O professor João Azenha, da USP, disse, certa vez: “O mercado de tradução está em expansão, mas apenas para os bons tradutores, apenas para aqueles com sólida formação, experiência e ética profissional.”
A pergunta agora é: onde posso estudar tradução? Em nível técnico (cursos de 2 anos, com diploma técnico ou certificado), no Rio de Janeiro, o SENAC-Rio e a PUC-Rio são as únicas instituições atuantes. Em nível superior, há a PUC-Rio e o ISAT (Instituto Superior Anísio Teixeira). Em nível de pós-graduação lato sensu, há o próprio ISAT, a PUC-Rio e o SENAC-Rio. Pós-graduação stricto sensu, apenas na UFRJ (Linguística Aplicada/Tradução).
Como trabalhar
1. Freelancer: o tradutor trava contato direto com o cliente, sem intermediários;
2. Freelancer para agências de tradução: a agência, que capta os clientes, terceiriza o serviço, contratando tradutores para serviços avulsos, ficando com (boa) parte do lucro;
3. In-House: tradutores funcionários de agências de tradução ou de grandes empresas que recebem um salário fixo (e comissões) mensal. Grandes empresas como a Petrobrás e a Mercedes possuem um quadro de tradutores in-house;
4. Consultor: prestando consultoria a projetos de tradução de terceiros, com informações técnicas ou linguísticas específicas;
5. Revisor/copydesk: em editoras ou agências de tradução
Quem ganha mais?
Essa pergunta é capiciosa, e leva a uma resposta abstrata. É difícil dizer, por conta principalmente do instável mercado brasileiro. É certo que um tradutor in-house, principalmente de uma grande empresa como a Mercedes, ganha mais (de R$ 2000,00 até mais de R$ 7000,00), mas pode ser que tenha que trabalhar mais que um freelancer. O freelancer, por sua vez, precisa saber trabalhar muito, rápida e eficazmente, precisa saber fazer auto-propaganda, precisa saber conviver com meses de vacas gordas e outros, de magras. O tradutor freelancer que trabalhar para agências ganha menos, mas não precisa investir em marketing para atrair clientes, pois a agência desempenha esse papel. No primeiro ano de serviço, o tradutor pode ter prejuízo, até conseguir uma cartela de clientes razoável, adquirir todo o equipamento necessário e aprender a trabalhar rapidamente.
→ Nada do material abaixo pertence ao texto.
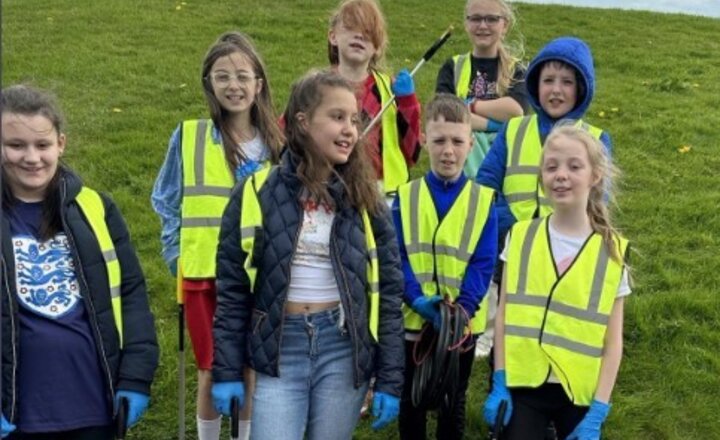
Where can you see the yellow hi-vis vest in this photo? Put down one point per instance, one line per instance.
(557, 322)
(251, 220)
(439, 252)
(522, 188)
(395, 171)
(461, 74)
(207, 182)
(93, 208)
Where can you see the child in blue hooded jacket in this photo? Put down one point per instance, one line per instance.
(560, 83)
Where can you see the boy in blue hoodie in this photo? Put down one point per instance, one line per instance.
(560, 83)
(447, 233)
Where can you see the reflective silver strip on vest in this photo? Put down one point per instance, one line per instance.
(519, 139)
(577, 347)
(203, 190)
(109, 255)
(525, 256)
(514, 170)
(201, 222)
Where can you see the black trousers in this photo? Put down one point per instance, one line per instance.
(92, 433)
(450, 422)
(535, 408)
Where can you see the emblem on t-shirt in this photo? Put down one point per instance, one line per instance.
(45, 276)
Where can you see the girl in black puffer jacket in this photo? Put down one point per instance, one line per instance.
(299, 296)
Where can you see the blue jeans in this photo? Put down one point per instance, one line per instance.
(314, 393)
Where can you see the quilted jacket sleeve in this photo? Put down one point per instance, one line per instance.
(390, 355)
(234, 298)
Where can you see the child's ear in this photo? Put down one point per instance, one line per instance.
(302, 120)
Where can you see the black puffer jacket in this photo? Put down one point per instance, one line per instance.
(247, 326)
(131, 368)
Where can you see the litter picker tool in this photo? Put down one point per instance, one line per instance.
(428, 54)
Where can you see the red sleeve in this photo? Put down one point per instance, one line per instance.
(408, 121)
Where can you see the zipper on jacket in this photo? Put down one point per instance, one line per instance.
(287, 287)
(345, 304)
(81, 276)
(13, 340)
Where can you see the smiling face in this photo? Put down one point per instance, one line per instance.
(567, 173)
(354, 47)
(486, 26)
(448, 144)
(333, 125)
(557, 89)
(31, 149)
(234, 82)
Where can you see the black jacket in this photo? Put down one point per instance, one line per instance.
(247, 328)
(131, 368)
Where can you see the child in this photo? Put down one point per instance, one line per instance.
(490, 78)
(78, 334)
(309, 279)
(560, 83)
(357, 40)
(558, 341)
(204, 160)
(443, 212)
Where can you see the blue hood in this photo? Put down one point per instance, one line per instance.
(574, 52)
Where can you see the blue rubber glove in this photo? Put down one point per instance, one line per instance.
(5, 427)
(403, 85)
(385, 409)
(426, 306)
(137, 405)
(223, 393)
(497, 395)
(589, 426)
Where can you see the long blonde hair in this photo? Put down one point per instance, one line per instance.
(510, 50)
(601, 194)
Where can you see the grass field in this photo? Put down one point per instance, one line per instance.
(127, 71)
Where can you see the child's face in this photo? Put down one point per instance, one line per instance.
(235, 83)
(567, 174)
(486, 26)
(354, 47)
(557, 89)
(333, 126)
(448, 144)
(31, 149)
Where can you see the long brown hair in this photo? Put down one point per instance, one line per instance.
(262, 112)
(366, 17)
(29, 101)
(605, 172)
(356, 175)
(510, 52)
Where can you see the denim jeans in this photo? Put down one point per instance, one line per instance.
(314, 394)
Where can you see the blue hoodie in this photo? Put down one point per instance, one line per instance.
(569, 50)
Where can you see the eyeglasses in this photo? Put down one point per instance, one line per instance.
(491, 20)
(222, 79)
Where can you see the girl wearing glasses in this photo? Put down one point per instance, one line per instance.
(205, 158)
(490, 80)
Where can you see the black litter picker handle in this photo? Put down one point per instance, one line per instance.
(234, 418)
(496, 433)
(121, 419)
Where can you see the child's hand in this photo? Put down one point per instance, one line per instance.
(403, 85)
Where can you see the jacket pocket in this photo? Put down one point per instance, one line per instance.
(257, 319)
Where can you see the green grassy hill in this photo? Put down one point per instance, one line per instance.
(127, 72)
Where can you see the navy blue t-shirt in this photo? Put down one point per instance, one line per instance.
(61, 384)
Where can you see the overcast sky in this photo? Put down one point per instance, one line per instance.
(709, 8)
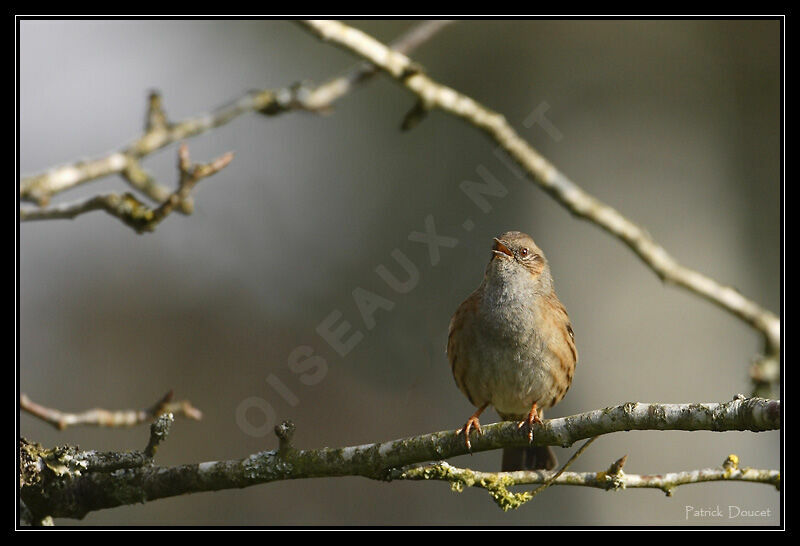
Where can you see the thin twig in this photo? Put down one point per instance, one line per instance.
(110, 418)
(128, 208)
(434, 95)
(159, 132)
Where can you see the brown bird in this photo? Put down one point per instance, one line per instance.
(511, 345)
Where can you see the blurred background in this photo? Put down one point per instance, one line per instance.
(675, 124)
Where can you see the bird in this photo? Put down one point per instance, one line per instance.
(511, 345)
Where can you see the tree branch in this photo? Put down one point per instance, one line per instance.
(89, 491)
(128, 208)
(159, 132)
(106, 418)
(613, 479)
(434, 95)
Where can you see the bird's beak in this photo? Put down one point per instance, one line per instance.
(500, 249)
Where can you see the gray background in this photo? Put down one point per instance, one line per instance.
(675, 124)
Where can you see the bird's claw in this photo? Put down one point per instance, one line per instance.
(472, 423)
(532, 419)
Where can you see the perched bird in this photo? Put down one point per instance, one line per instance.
(511, 345)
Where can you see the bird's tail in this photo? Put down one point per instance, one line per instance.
(529, 458)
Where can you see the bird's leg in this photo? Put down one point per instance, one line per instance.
(472, 423)
(533, 418)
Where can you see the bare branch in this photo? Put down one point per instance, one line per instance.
(378, 461)
(614, 479)
(107, 418)
(128, 208)
(570, 195)
(159, 132)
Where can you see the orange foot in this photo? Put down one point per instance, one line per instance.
(472, 423)
(533, 419)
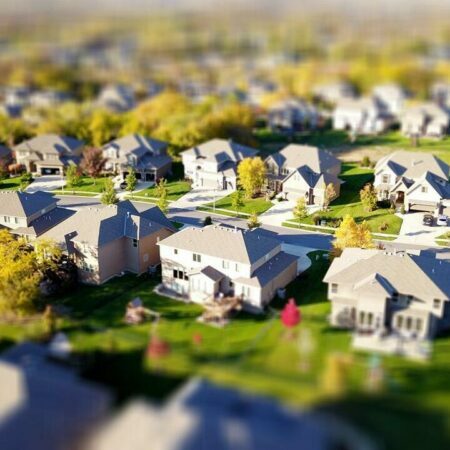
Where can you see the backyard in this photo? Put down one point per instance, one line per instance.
(253, 353)
(355, 177)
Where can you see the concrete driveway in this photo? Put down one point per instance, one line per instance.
(46, 183)
(198, 197)
(414, 232)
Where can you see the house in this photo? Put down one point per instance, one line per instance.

Como, então, entrar para o mercado?
Vou começar dizendo como NÃO entrar:
1. Enviando e-mail para editoras dizendo: “Olha, seu tradutor cometeu um erro crasso de tradução. O “certo” seria XYZ. Ademais, gostaria de oferecer meus serviços de tradução e envio em anexo meu CV.”
2. Com um cartão de visitas com os dizeres: “Professor de paraguaio. Traduções e versões de textos de todas as áreas.” Professor de idiomas é uma coisa, tradutor é outra. Saber uma língua não equivale a saber traduzir. Quando se aprende um idioma, aprende-se 4 habilidades - ler, escrever, falar e entender. A tradução é uma 5a habilidade, ainda mais complexa, que requer treinamento específico.
Agora, os passos para entrar para o mercado:
1. Formação - procure um curso de formação de tradutores, é a maneira mais fácil e eficiente de começar a traduzir. A palavra curso vem do particípio passado do verbo latino correre, e quer dizer corrido. Um curso é, portanto, uma maneira rápida e prática de aprender, sistematicamente, tudo que você poderia aprender sozinho mais lentamente, quebrando a cabeça e a cara a cada tentativa e erro.
2. Aquisição de equipamentos - os equipamentos básicos para um tradutor são: a) um computador decente, com processador de 2.0 GHz, 1.0 GHz de RAM, HD de 40 Gb, Monitor LCD (sua vista agradece), uma boa impressora, fax, scanner e um teclado ergonômico (seus pulsos agradecem); b) conexão permanente à Internet (não precisa ser muito boa, basta que você tenha acesso à Internet a qualquer momento que precise); c) Programas: Windows XP, Office, Acrobat Reader (para ler arquivos PDF), Solid Converter (para convertê-los para DOC), Babylon (dicionário-glossário indispensável), Subtitle Workshop (para fazer legendagens), TRADOS e Wordfast (programas de memória de tradução, conhecidos como CAT Tools), HTTrack (para fazer download de páginas inteiras da Internet para serviços de localização), Houaiss (dicionário eletrônico da língua portuguesa), Oxford English Dictionary, DRAE ou qualquer outro dicionário eletrônico da língua estrangeira com que trabalha, Micro Power English Works Gold (bom dicionário multilíngue), Project da MS (para gerência de projetos), pinball, freecell e campo minado (porque ninguém é de ferro...) d) Linha telefônica e celular.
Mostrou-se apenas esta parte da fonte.